2021年度 活動記録 ー 第1回研究会

2021年4月30日(金)16:30-18:30開催(Zoomによる遠隔会議方式)

<参加者(敬称略)>
縣由衣子(外国語教育研究センター、フランス現代思想)
荒金直人(センター副所長、「文理連接」担当、理工学部、哲学・科学論)
石田勝彦(東京化学同人、科学系出版)
小菅隼人(センター所長、理工学部、英文学・演劇学)
小林徹(龍谷大学文学部、フランス現代思想)
寺沢和洋(センター副所長、医学部、放射線研究)
新島進(経済学部、近現代フランス文学)
沼尾恵(理工学部、政治哲学・寛容論)
見上公一(「文理連接」企画、理工学部、科学技術社会論)
宮本万里(商学部、政治人類学・南アジア地域研究)
井奥洪二(自然科学研究教育センター所長、経済学部、環境科学・医工学)
 
16:30〜17:20 「ミシェル・セール『パラジット』をめぐって―「寄食」から「感染」を見る」(縣由衣子先生)
17:20~18:40 縣先生への質問と自由な議論

今回は、縣由衣子先生からミシェル・セール(1930-2019)の著書である『パラジット-寄食者の論理(1980)』に基づいて、「寄食」から「感染」を見ることについて話題を提供していただいた。さらに補論として同じくミシェル・セールの『ローマ(1983)』から疫病状態と戦争状態はどのように区別されるのかをご紹介いただいた。発表内容に対する質問やコメントが参加者から寄せられ、研究会の終盤ではご紹介いただいた内容を踏まえた上で、参加者全体で感染からウイルスや遺伝子へと拡張した話題に至るまで議論を行った。

1960 年代〜1970 年代のミシェル・セールの思想は、ライプニッツ研究に端を発している。科学史・科学哲学の思想的な伝統の中から、問題系に対する論考を発表していたが、その後1980年代になり、思想の著述形式が独自のエッセー形式へとスタイルが推移した。今回の話題となった『パラジット』では、複数の人間集団が形成するシステムを考察する上で、主体と客体という二元論を前提とし、そこに第三の存在を加えて、宿主、寄食者そして妨害者という三項の関係からシステムの複雑化や権力関係の発生を読み解くことが試みられているようである。縣先生からは、ラ・フォンテーヌの寓話やモデル図を用いてカスケード状に続く寄食の関係が説明され、ミシェル・セールによって取りまとめられたシステムの中の寄食関係、寄食者の論理、システムを強化している妨害音、主体と客体の二元論に加えるべき第三者すなわち寄食者の必要性、三項によって成立する関係の構図、寄食は関係自体に関係を持ち、寄食者が宿主の所有するハードなものをソフトなものへと変換し交換するさまなどが紹介された。次に、『ローマ』を基にして、平時ではない戦争状態と疫病状態が語られた。戦争状態では階級、身分、分類、識別といった秩序が生み出されるが、疫病状態では諸関係が冒され、破壊される。戦争は全てが規格化されている標準状態であり、疫病は何も規格化されていない非標準状態である。fondamental なのは非標準状態であり、非標準状態は、認識論的観点からも基礎的であり、人間集団にとっても基礎的であり、歴史の時間にとっても基礎的である。このように、戦争状態と疫病状態の違いが科学的なニュアンスで説明された。なお、本日の話題の詳細については、本サイトに掲載された配布資料をご一読願いたい。

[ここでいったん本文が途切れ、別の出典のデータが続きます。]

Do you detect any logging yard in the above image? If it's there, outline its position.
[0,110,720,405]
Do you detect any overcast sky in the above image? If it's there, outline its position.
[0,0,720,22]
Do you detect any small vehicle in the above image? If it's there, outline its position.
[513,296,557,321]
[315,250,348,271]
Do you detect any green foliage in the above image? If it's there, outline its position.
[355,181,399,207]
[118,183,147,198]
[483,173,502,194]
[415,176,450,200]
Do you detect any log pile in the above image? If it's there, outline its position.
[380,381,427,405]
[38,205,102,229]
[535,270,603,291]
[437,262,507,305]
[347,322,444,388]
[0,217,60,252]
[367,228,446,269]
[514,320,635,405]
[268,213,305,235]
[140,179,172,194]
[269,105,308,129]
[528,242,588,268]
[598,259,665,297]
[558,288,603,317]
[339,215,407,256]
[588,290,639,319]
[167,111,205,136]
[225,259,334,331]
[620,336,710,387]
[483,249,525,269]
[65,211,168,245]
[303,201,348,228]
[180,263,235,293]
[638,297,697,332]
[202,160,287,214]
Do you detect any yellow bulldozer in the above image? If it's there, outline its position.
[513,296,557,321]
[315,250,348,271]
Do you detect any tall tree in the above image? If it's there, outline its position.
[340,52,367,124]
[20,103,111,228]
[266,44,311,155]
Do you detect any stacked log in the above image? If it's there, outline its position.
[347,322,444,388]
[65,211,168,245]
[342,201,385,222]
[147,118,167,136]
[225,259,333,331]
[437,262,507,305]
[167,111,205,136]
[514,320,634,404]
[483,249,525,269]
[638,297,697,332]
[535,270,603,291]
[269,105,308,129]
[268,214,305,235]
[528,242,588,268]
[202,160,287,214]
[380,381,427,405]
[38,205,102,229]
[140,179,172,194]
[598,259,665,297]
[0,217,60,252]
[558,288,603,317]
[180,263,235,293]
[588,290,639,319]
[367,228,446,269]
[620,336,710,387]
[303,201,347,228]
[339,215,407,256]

参加者からは、紹介された内容を確認する質問につづいて、寄食の関係や戦争と疫病を拡張して考える創造的な質問やコメントがあった。例えば質問として、二項対立にノイズである三項を配したときのシステムを支えているのは誰なのか、関係性の中に暴力性の大きさは入ってくるのか、システムと寄食者の関係において寄食者はシステムが機能するための前提となるのか、田舎ネズミと都会ネズミの関係は一方的な寄食関係なのか、カスケード状の寄食関係はループを描くなど共生関係を作ることはないのか、などの問いかけがあった。またコメントとしては、ジュールベルヌの物語とネズミの関係の重ね合わせや、ノイズの大きさを定義するのがサイエンスであること、感染をイメージしてウイルスがヒトに寄食しヒトが地球に寄食すること、システムに妨害者が入るとシステムはそれを受け入れて別の秩序を作り、例えばコロナ前に戻るのではなく新しい秩序が生まれるのではないか、更にはウイルスによる遺伝子導入や遺伝子組換えなどについての自由な発言があった。縣先生からはミシェル・セールの思想を踏まえた回答があり、またセールは遺伝子に興味を抱いていたことや科学者との交流があったことも紹介された。議論の最終盤にはウイルス、人類、地球を包含するような意見交換もあり、文理連接による発見と育みを感じる夕べとなった。